Mit dem BSZG werden die jährlichen Sonderzahlungen für die im Dienste des Bundes stehenden Beamten auf der Grundlage der mit dem Bundesbesoldungs- und –versorgungsanpassungsgesetz 2003/2004 vom 10.9.2003 (BGBl. I S. 1798) geschaffenen Ermächtigung (Öffnungsklausel) geregelt. Das BSZG regelt im Wesentlichen ab 2004 eine Verringerung der früheren jährlichen Sonderzuwendung ("Weihnachtsgeld") sowie den Wegfall des bis zum Jahr 2003 gewährten Urlaubsgeldes. Ein Teil der eingesparten Mittel soll zur Förderung und Absicherung der Leistungsbesoldung zur Verfügung gestellt werden.

Wesentliche Regelungen:

Diese Maßnahmen sollen den Bundeshaushalt jährlich ab 2004 um rund 421 Mio. € und von 2006 bis 2010 um weitere 500 Mio. € entlasten.

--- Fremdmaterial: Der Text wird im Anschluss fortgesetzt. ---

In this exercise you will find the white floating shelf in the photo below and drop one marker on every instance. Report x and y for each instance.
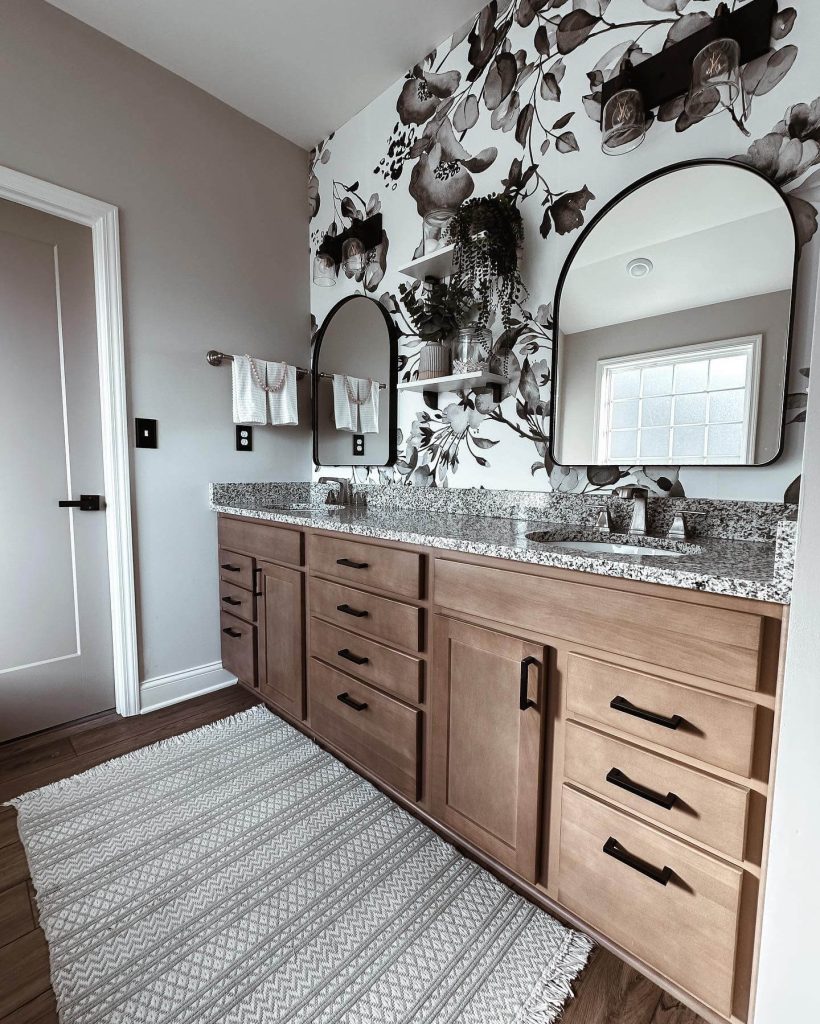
(437, 264)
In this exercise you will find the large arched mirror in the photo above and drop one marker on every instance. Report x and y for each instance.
(673, 324)
(354, 369)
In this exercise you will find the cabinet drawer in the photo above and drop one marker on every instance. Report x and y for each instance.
(273, 544)
(238, 601)
(701, 806)
(236, 568)
(716, 643)
(387, 669)
(716, 729)
(378, 616)
(685, 929)
(239, 648)
(376, 730)
(385, 568)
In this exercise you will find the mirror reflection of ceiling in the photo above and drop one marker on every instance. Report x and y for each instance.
(713, 233)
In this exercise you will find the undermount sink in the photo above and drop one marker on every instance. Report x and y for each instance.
(604, 547)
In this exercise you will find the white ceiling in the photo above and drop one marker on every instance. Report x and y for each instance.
(302, 68)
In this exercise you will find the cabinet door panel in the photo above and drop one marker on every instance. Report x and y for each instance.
(282, 658)
(487, 751)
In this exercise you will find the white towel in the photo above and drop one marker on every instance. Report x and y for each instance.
(250, 404)
(283, 404)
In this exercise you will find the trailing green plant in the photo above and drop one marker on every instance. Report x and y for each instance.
(487, 233)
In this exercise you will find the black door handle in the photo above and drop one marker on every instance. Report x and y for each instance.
(351, 611)
(622, 705)
(346, 698)
(616, 777)
(660, 875)
(350, 656)
(87, 503)
(523, 698)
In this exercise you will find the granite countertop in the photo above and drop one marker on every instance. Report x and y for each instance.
(761, 569)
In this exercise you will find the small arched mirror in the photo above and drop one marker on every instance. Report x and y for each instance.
(354, 369)
(673, 324)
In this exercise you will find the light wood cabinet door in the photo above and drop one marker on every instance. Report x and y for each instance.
(282, 644)
(488, 700)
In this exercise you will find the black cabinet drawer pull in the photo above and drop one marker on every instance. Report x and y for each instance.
(616, 777)
(351, 611)
(350, 656)
(351, 564)
(346, 698)
(660, 875)
(622, 705)
(523, 699)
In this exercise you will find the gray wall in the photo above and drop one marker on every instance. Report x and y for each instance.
(578, 354)
(212, 214)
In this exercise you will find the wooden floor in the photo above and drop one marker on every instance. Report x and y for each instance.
(607, 991)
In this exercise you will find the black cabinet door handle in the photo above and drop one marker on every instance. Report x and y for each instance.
(350, 656)
(523, 699)
(346, 698)
(622, 705)
(351, 611)
(351, 564)
(616, 777)
(660, 875)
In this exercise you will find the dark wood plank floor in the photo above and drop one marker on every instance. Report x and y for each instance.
(607, 992)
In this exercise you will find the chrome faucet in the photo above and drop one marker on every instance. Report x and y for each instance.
(639, 497)
(344, 496)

Für die Jahre 2006 bis 2010 hat die Bundesregierung mit dem Haushaltsbegleitgesetz 2006 eine Halbierung der Sonderzahlung für aktive Beamte auf 2,5 % der für das Kalenderjahr zustehenden Bezüge, also im Ergebnis auf 30 % eines Monatsentgeltes und für Versorgungsempfänger auf 2,085 % der Versorgungsbezüge für das Kalenderjahr, also 25 % eines Monatsentgeltes festgelegt (siehe unten).

Übertragung von Regelungen der sozialen Pflegeversicherung und der gesetzlichen Krankenversicherung auf dienstrechtliche Vorschriften (§ 4a BSZG).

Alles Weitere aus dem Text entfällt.